The grant program would be funded by a diversion of workers’ compensation funds. NFIB opposes the bill.

Tax & Fiscal
  • HB 1332 – The House today passed this bill requiring counties to allow local property tax deferrals in 2021 for businesses suffering revenue losses of at least 25% in 2020 compared to 2019, due to COVID-19 restrictions and closures. This is a deferral only, not a tax exemption or reduction. No interest would apply to these deferrals. NFIB supports the bill.
  • SB 5096 – The Senate is expected to debate its version of a capital gains tax on Saturday. The prime sponsor has introduced a striking amendment that would exempt the first $250,000 of capital gains in a year from the 7% tax. The striking amendment would also exempt the sale of a small business from the tax if the firm is a qualifying family-owned business with  worldwide gross revenues of $10 million or less during the 12 months preceding the sale of the business. There is no cap on the number of workers a qualifying small business may employ. The tax would not apply to retirement accounts, nor to the sale of real estate, livestock (if the seller is a farmer or rancher), timber, or property covered by Sec. 167 or 179 of the Internal Revenue Code.
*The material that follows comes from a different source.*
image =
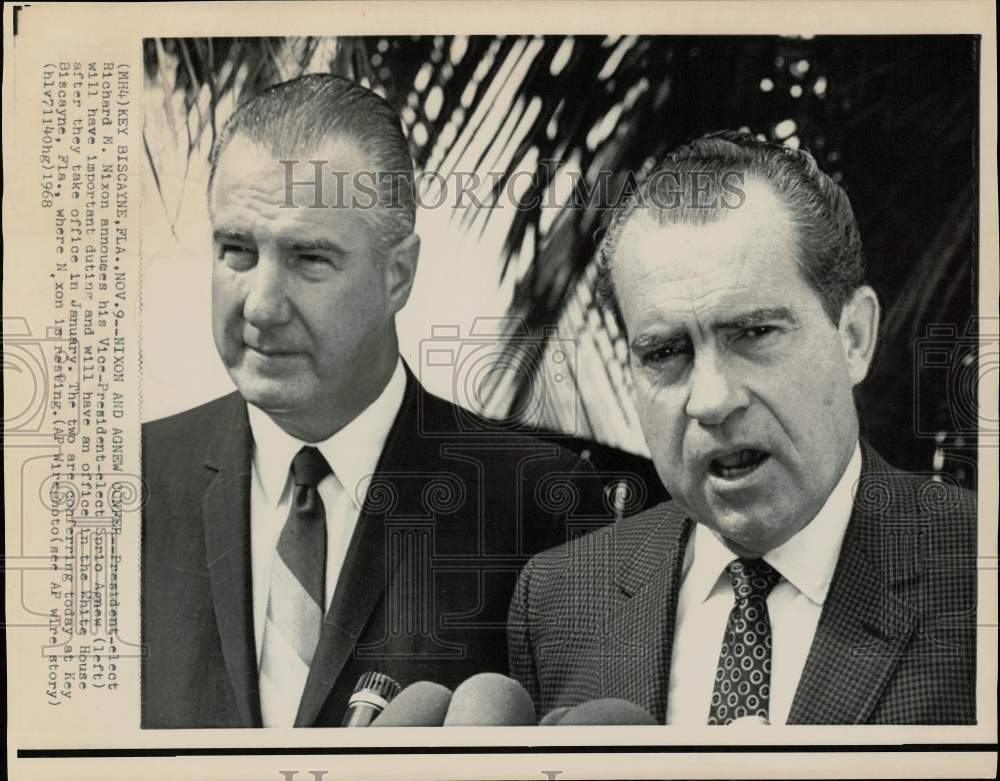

Eight other amendments have also been filed. It is rumored an amendment by Sen. Steve Hobbs removing the emergency clause from the bill, thereby allowing a referendum to be filed, will be adopted, paving the way for the bill to pass on a largely party-line vote. NFIB has concerns about the bill.
  • SB 5188 – The Senate today approved a somewhat watered-down state bank bill. This version would basically rely on investments from local, state, and tribal governments to seed a “public financial cooperative” that would lend funds to those same entities, and perhaps others. The bill passed on a largely party-line vote of 27-21. Interestingly, Sen. Tim Sheldon, who typically votes with Senate Republicans, joined Senate Democrats voting in favor of the bill, while Sen. Reuven Carlyle was the lone Democrat to oppose the bill along with all Republicans. NFIB has concerns about the bill.